Выбрать главу

— Ну, подожди! — погрозил он Катюше.— Я с тобой еще посчитаюсь!

Хмуро посмотрев на наши решительные лица, подхватил пустое ведро и скрылся за деревьями.

Шел день за днем. Незаметно лето перевалило на вторую половину. Жизнь в лагере протекала своим заведенным порядком. Мы купались, трудились в саду, отправлялись в туристические походы, пели у костра пионерские песни. Начали созревать яблоки. Теперь каждое звено, каждый пионер боролись за лучшие показатели. Около столовой к завтраку всегда вывешивалась свежая «Молния».

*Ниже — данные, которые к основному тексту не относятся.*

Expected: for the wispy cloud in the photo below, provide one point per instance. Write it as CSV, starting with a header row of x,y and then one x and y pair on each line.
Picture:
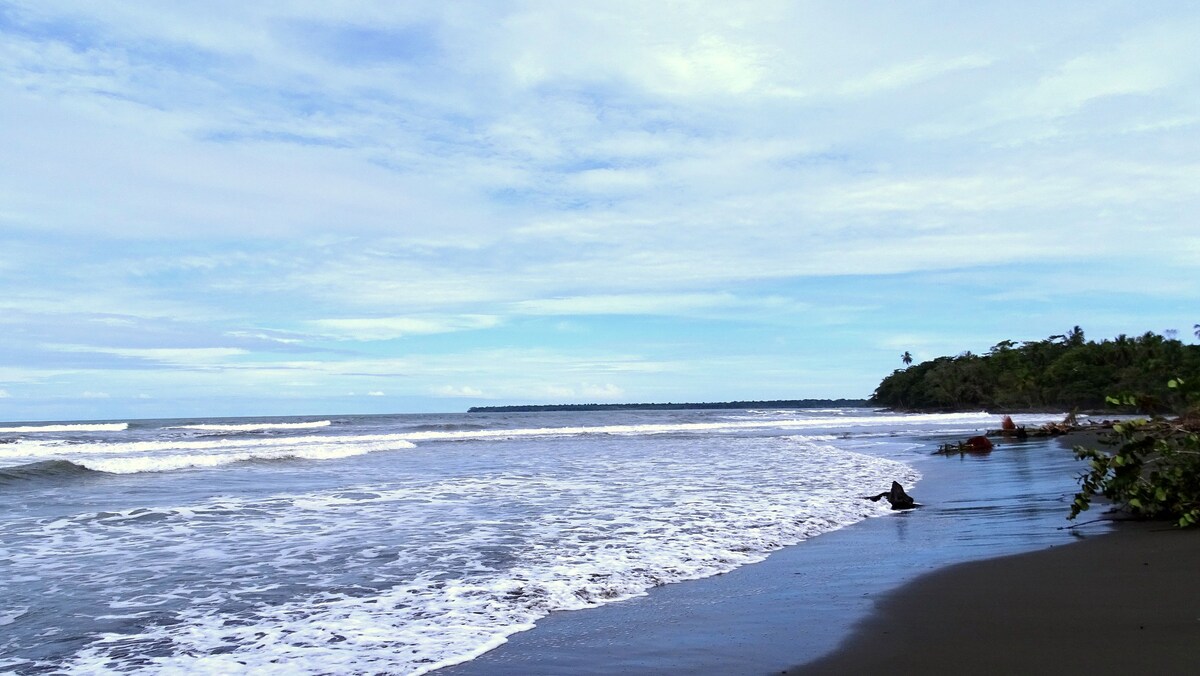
x,y
414,197
389,328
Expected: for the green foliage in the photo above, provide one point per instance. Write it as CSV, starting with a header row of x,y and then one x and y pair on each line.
x,y
1061,372
1155,472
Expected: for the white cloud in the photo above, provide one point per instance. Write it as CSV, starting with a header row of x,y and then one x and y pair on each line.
x,y
389,328
895,76
624,304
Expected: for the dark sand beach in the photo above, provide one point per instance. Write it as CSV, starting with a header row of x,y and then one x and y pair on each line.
x,y
891,590
1123,603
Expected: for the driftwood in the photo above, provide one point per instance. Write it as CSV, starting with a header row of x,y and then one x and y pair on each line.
x,y
975,446
895,497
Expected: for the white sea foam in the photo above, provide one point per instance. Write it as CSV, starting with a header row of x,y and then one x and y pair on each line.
x,y
76,428
253,426
406,576
161,455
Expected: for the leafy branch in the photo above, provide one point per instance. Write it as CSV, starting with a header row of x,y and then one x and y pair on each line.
x,y
1155,471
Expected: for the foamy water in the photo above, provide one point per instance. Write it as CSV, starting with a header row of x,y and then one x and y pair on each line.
x,y
400,544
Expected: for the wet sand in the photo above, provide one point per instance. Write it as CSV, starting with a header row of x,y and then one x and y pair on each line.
x,y
1123,603
803,602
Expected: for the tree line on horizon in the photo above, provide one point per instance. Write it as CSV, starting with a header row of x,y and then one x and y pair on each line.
x,y
1060,372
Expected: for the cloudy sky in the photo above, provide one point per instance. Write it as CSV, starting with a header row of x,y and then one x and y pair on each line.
x,y
245,208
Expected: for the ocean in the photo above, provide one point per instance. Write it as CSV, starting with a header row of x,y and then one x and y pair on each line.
x,y
401,544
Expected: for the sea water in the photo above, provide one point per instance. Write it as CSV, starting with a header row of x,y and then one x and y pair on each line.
x,y
400,544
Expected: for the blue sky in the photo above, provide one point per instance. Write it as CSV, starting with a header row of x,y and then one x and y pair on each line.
x,y
228,208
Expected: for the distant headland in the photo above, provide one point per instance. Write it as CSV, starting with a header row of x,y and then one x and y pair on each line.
x,y
671,406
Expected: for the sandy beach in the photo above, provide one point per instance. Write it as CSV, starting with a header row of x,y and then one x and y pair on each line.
x,y
823,604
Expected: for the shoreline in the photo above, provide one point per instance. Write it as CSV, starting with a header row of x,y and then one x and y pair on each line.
x,y
804,600
1121,603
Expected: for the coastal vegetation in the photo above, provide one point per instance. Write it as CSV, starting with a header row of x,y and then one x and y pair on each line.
x,y
1155,471
670,406
1061,372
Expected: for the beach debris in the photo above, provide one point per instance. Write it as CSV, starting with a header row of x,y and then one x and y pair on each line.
x,y
895,497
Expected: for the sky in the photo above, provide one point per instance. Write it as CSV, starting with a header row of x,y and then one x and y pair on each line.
x,y
229,208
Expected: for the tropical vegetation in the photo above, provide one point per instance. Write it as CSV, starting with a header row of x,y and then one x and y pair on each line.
x,y
1155,471
1061,372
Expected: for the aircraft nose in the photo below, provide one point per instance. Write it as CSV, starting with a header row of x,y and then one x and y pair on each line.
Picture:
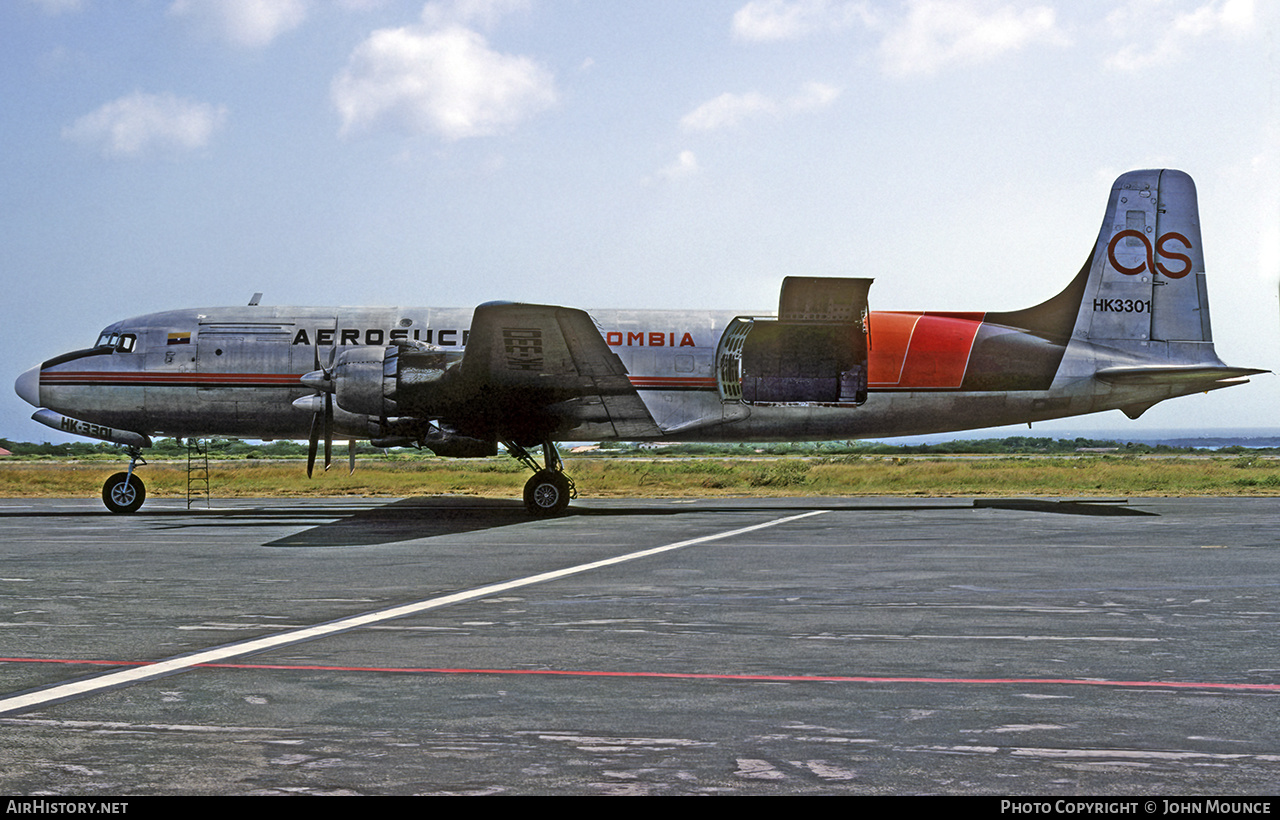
x,y
27,386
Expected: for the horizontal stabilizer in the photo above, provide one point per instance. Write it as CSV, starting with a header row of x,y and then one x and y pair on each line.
x,y
1174,374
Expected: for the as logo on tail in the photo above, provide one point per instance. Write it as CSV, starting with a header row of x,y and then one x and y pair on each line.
x,y
1151,264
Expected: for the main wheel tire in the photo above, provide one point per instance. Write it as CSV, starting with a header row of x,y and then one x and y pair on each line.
x,y
120,496
547,494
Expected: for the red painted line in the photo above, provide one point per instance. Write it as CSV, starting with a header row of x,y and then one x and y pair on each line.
x,y
696,676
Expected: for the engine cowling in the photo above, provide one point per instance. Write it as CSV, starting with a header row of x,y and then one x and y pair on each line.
x,y
371,380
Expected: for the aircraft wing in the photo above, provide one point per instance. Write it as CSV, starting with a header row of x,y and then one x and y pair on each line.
x,y
534,360
1175,374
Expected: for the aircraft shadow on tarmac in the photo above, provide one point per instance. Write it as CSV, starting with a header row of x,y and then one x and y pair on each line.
x,y
408,520
428,517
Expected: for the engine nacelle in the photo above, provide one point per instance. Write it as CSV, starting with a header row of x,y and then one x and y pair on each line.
x,y
369,380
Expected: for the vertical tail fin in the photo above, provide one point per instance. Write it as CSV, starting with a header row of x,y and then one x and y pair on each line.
x,y
1146,282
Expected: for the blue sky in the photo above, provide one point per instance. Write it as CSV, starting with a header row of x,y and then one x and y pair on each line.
x,y
168,154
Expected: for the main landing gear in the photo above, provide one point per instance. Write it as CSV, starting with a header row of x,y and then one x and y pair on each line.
x,y
549,490
124,493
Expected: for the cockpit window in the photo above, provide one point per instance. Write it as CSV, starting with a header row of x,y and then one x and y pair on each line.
x,y
122,342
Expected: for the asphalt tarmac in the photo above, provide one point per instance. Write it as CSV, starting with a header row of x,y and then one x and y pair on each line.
x,y
784,646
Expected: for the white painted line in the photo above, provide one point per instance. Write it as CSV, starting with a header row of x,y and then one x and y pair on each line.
x,y
77,688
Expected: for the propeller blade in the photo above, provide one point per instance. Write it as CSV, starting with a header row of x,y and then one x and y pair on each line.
x,y
312,441
328,431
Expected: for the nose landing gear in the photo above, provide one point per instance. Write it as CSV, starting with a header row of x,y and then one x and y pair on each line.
x,y
124,493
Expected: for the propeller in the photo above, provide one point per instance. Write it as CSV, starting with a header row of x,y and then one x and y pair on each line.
x,y
321,418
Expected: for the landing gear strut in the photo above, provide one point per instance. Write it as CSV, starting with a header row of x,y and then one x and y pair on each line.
x,y
124,493
549,490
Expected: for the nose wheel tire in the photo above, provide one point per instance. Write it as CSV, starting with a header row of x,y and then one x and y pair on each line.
x,y
123,493
547,494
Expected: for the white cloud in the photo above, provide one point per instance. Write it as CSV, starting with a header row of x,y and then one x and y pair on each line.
x,y
142,123
685,165
763,21
941,32
250,23
731,109
444,81
1159,37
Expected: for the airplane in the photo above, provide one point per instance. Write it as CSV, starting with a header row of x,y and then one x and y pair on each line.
x,y
1132,329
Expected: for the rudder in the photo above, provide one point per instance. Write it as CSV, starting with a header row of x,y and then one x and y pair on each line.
x,y
1147,276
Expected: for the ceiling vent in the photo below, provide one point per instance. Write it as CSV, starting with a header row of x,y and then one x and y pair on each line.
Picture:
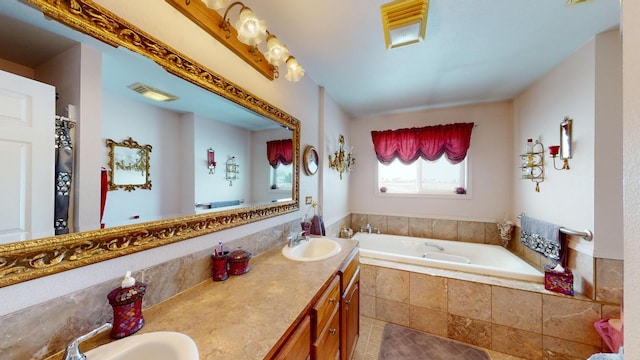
x,y
404,22
576,2
152,93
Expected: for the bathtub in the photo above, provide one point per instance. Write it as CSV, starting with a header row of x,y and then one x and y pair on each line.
x,y
484,259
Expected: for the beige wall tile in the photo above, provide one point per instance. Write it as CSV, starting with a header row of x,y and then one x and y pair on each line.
x,y
582,266
428,291
468,299
368,279
492,234
570,319
470,331
516,342
393,311
398,225
378,221
516,308
563,349
358,221
420,227
392,284
611,311
471,231
609,278
428,320
445,229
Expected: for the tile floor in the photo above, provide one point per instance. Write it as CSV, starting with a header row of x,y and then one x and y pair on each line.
x,y
371,335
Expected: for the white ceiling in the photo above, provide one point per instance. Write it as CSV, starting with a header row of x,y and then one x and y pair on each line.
x,y
474,51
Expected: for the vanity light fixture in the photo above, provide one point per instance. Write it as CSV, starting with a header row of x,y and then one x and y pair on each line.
x,y
341,161
152,93
564,150
404,22
243,38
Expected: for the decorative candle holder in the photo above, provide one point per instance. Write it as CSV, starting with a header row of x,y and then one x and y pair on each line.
x,y
505,228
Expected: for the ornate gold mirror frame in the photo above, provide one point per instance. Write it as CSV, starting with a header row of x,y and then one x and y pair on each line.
x,y
26,260
128,165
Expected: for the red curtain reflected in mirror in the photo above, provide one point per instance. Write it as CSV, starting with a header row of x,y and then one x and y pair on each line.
x,y
428,143
279,152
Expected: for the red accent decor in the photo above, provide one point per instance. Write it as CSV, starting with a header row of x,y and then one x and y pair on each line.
x,y
280,152
429,143
104,186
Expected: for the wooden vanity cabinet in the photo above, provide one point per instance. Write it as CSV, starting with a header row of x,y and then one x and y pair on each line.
x,y
325,323
350,305
298,346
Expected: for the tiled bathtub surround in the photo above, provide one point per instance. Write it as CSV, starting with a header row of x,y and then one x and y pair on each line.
x,y
469,231
600,279
529,324
42,330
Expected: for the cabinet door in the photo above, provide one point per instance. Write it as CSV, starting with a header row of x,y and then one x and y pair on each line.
x,y
327,346
298,346
350,317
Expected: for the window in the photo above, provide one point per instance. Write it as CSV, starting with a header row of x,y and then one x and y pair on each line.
x,y
422,177
281,177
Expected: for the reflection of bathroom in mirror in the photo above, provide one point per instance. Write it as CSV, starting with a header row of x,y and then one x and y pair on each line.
x,y
128,165
181,131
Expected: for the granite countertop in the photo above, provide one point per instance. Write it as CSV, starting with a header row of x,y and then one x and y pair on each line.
x,y
245,316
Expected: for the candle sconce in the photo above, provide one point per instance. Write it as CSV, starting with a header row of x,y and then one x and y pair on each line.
x,y
564,150
533,165
341,161
232,170
211,161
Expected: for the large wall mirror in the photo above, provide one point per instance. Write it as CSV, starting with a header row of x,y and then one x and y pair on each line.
x,y
208,114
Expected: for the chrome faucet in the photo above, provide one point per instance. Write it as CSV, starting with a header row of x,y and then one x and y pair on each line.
x,y
434,245
73,351
299,237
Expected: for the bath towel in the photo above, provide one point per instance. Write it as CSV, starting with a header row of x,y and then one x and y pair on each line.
x,y
544,238
317,225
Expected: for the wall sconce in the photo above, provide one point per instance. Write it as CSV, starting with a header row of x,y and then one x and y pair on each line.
x,y
232,170
211,161
404,22
244,38
341,162
565,149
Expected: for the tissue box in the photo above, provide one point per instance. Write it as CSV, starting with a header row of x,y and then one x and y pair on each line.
x,y
561,282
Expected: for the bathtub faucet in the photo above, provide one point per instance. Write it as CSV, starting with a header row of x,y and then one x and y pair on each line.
x,y
434,245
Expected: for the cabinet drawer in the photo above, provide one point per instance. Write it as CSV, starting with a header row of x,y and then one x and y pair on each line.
x,y
327,345
326,305
298,346
349,268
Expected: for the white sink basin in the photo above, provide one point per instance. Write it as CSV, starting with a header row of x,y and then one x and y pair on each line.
x,y
313,250
159,345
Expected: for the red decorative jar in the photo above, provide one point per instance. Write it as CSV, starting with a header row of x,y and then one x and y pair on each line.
x,y
239,262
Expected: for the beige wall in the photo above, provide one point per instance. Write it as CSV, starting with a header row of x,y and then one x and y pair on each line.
x,y
569,197
631,156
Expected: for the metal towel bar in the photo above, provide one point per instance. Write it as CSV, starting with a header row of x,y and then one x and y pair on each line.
x,y
587,234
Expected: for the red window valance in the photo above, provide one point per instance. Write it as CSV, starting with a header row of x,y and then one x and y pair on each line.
x,y
428,143
279,152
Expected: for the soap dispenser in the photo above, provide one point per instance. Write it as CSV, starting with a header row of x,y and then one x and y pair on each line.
x,y
127,307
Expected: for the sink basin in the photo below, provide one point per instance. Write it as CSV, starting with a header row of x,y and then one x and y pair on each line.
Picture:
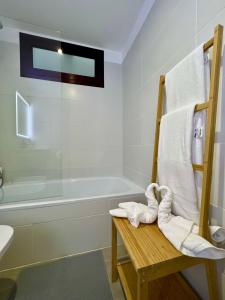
x,y
6,235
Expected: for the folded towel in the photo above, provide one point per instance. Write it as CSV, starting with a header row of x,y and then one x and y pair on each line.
x,y
175,163
137,212
182,233
188,82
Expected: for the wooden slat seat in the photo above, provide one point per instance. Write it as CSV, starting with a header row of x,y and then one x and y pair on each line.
x,y
154,263
149,249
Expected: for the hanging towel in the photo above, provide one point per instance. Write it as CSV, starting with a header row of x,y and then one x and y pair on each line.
x,y
174,161
188,82
182,233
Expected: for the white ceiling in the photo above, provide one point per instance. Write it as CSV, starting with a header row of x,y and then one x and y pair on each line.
x,y
107,24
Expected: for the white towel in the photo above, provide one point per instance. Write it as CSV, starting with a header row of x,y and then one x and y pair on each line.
x,y
175,163
188,82
137,212
182,233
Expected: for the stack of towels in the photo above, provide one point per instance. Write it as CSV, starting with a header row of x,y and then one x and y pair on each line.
x,y
181,143
181,232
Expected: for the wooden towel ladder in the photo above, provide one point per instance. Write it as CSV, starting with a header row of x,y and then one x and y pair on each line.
x,y
151,272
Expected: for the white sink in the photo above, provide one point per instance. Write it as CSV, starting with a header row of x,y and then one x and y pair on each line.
x,y
6,235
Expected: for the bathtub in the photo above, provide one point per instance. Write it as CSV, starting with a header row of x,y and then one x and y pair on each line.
x,y
42,193
59,218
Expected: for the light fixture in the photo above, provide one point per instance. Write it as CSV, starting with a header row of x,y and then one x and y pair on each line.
x,y
60,51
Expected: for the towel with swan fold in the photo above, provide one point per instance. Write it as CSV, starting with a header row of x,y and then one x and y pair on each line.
x,y
138,213
183,233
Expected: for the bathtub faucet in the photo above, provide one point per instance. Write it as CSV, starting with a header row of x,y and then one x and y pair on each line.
x,y
1,177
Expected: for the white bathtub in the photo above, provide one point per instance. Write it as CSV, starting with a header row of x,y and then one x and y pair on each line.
x,y
41,193
73,220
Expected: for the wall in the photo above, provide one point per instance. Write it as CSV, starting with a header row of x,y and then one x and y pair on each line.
x,y
77,130
172,29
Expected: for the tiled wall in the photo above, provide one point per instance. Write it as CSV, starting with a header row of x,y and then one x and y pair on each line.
x,y
77,130
172,29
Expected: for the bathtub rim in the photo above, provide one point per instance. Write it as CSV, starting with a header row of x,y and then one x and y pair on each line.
x,y
48,202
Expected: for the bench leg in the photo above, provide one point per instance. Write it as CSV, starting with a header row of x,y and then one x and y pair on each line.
x,y
114,253
142,288
212,279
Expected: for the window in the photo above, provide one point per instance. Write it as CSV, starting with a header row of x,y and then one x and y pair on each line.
x,y
49,59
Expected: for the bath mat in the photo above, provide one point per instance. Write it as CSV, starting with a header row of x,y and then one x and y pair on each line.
x,y
81,277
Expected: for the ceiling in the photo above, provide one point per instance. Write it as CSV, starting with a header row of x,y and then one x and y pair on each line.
x,y
106,24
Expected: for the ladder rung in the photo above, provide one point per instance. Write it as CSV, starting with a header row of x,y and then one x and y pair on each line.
x,y
197,167
201,106
208,44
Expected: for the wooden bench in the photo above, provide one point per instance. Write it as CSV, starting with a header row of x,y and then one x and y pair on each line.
x,y
152,269
151,257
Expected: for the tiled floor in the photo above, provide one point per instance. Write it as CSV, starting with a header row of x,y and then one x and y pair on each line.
x,y
116,289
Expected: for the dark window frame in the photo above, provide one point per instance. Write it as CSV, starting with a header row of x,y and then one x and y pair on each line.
x,y
28,42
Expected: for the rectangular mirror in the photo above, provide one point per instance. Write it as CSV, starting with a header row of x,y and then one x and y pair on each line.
x,y
48,59
61,62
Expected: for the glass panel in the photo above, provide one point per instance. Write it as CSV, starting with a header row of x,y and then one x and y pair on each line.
x,y
23,117
30,126
60,62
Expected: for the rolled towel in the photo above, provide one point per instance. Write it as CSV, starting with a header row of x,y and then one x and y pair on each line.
x,y
183,234
137,212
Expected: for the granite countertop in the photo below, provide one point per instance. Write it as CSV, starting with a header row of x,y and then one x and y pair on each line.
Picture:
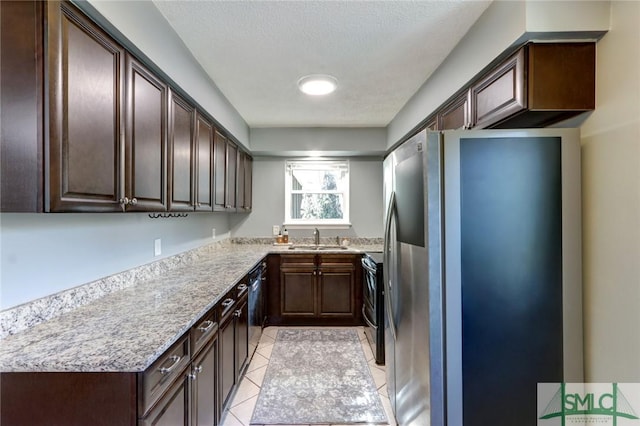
x,y
127,330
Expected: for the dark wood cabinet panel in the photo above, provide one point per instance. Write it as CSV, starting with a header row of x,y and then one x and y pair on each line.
x,y
21,107
86,69
173,408
70,399
455,115
204,164
539,85
146,139
298,292
322,289
231,176
204,386
248,183
181,154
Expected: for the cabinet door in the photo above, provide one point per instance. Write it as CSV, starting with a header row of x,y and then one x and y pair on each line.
x,y
456,114
240,187
173,408
181,154
227,359
204,164
336,291
248,182
86,68
21,106
298,291
242,336
220,171
500,94
204,384
232,167
146,140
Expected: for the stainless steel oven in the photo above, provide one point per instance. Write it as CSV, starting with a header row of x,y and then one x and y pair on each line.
x,y
373,303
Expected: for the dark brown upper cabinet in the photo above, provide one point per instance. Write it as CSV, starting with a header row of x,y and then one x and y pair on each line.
x,y
21,106
225,174
244,172
204,164
146,140
86,69
181,185
231,179
455,115
539,85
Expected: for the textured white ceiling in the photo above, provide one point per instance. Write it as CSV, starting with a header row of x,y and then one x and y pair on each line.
x,y
381,52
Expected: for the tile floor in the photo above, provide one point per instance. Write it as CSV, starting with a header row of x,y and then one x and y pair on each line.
x,y
241,407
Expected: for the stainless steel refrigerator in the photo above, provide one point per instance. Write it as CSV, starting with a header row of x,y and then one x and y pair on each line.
x,y
482,274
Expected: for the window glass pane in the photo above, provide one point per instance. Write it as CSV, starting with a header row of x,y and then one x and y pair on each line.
x,y
317,206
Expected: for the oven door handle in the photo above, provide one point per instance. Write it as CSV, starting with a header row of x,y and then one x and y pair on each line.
x,y
366,319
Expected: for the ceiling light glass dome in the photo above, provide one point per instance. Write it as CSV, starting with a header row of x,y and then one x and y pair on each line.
x,y
317,84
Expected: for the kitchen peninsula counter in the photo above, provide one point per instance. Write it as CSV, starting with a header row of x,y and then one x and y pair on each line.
x,y
128,329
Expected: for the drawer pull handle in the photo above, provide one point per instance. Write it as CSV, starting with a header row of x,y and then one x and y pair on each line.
x,y
206,326
176,360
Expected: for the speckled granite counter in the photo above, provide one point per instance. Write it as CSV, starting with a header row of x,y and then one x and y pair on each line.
x,y
126,330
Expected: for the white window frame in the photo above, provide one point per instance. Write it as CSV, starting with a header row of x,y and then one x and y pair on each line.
x,y
288,191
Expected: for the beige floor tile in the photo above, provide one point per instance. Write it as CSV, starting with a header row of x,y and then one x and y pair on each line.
x,y
270,331
246,390
379,377
257,375
231,420
265,349
244,411
257,361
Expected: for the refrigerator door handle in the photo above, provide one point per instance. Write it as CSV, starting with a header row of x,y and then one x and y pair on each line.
x,y
391,211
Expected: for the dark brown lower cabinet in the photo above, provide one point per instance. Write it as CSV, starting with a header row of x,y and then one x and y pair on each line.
x,y
321,289
204,386
173,408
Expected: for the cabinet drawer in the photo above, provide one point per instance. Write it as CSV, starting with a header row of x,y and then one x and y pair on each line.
x,y
157,378
203,331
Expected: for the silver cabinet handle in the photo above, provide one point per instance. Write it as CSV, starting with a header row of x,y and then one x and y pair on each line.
x,y
166,370
206,326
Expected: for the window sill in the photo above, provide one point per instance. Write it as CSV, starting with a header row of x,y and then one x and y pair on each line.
x,y
317,225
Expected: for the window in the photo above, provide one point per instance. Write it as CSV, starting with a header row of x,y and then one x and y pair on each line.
x,y
317,192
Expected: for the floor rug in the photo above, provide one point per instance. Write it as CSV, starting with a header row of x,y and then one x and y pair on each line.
x,y
318,376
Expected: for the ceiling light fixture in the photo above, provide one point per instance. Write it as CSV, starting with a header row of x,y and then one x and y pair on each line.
x,y
317,84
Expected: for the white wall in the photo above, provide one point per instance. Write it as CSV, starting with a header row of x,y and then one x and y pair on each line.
x,y
330,141
268,201
42,254
611,205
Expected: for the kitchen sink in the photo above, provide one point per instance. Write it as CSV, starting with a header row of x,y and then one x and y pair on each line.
x,y
317,247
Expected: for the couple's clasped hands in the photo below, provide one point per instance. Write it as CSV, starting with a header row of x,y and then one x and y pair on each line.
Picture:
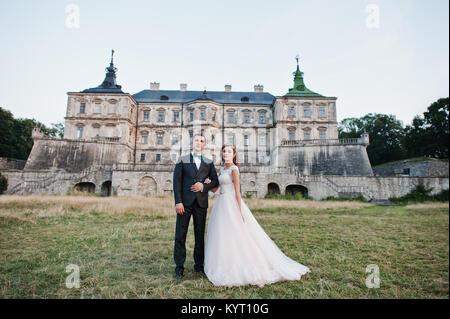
x,y
207,181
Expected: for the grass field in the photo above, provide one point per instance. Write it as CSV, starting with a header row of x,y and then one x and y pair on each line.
x,y
124,248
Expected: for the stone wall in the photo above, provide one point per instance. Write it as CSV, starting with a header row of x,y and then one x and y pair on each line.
x,y
432,168
350,160
8,163
129,180
74,155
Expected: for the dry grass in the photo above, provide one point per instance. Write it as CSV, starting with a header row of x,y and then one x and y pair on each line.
x,y
124,247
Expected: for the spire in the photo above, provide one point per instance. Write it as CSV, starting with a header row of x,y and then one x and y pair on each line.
x,y
299,88
109,83
110,78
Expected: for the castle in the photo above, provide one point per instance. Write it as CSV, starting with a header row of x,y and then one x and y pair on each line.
x,y
122,144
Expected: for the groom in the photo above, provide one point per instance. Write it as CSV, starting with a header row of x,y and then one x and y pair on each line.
x,y
191,198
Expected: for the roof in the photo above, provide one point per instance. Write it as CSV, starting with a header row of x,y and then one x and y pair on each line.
x,y
177,96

С Симушом мы по-прежнему держались вместе. Как-то обходя свой участок, мы натолкнулись на странную яблоню. На ней не было яблок. В то время, когда ветки других деревьев провисали под тяжестью урожая и под них приходилось ставить подпорки, эта безмятежно шелестела пустой листвой. Мы удивленно переглянулись.

— Что бы это значило? — спросил я Симуша.

— Видно, померзла весной. Не цвела,— ответил он.— Вот и не уродилось ни одного яблока.

И тут я увидел на верхушке красное спелое яблоко.

— Смотри! — показал я Симушу.— Яблоко! Большущее! Ой, какое яблоко!

— Где? Где же? — силился разглядеть его Симуш.

Наконец, разглядел. Яблоко и в самом деле было на редкость спелое, красное, заманчивое. Я таких крупных что-то и не видывал. У Симуша вспыхнули глаза.

— Достанем? — предложил он.— А вдруг это какой-нибудь необыкновенный сорт? Может, ветку кто-то уже обобрал? А это яблоко не заметил?

— Не знаю,— пожал я плечами. Но яблоко и мне захотелось попробовать. А что? Может, так оно и есть, как говорит Симуш. Обидно, если мы никогда не узнаем, что за вкус у этого сорта. Но, смерив глазом расстояние до яблока, я спросил Симуша:

— Как же мы его достанем?

Симуш ни слова не говоря, разбежался, подпрыгнул, уцепился за толстый сухой нижний сук и вскарабкался на дерево.

Он быстро добрался до верхних веток, но яблоко висело почти на конце одной из них, и как Симуш не ловчился, дотянуться до него не мог. Он тряс ветки, качал ствол яблони, но все было безуспешно. Снизу я подавал ему советы. Изловчившись, Симуш уже было почти дотянулся до яблока, как вдруг раздался предательский треск, ветка надломилась и Симуш грохнулся вниз. Я так и похолодел. «Ну, все! — мелькнула мысль.— Или ногу сломал, или разбился.. А ветка!! Что теперь будет?!»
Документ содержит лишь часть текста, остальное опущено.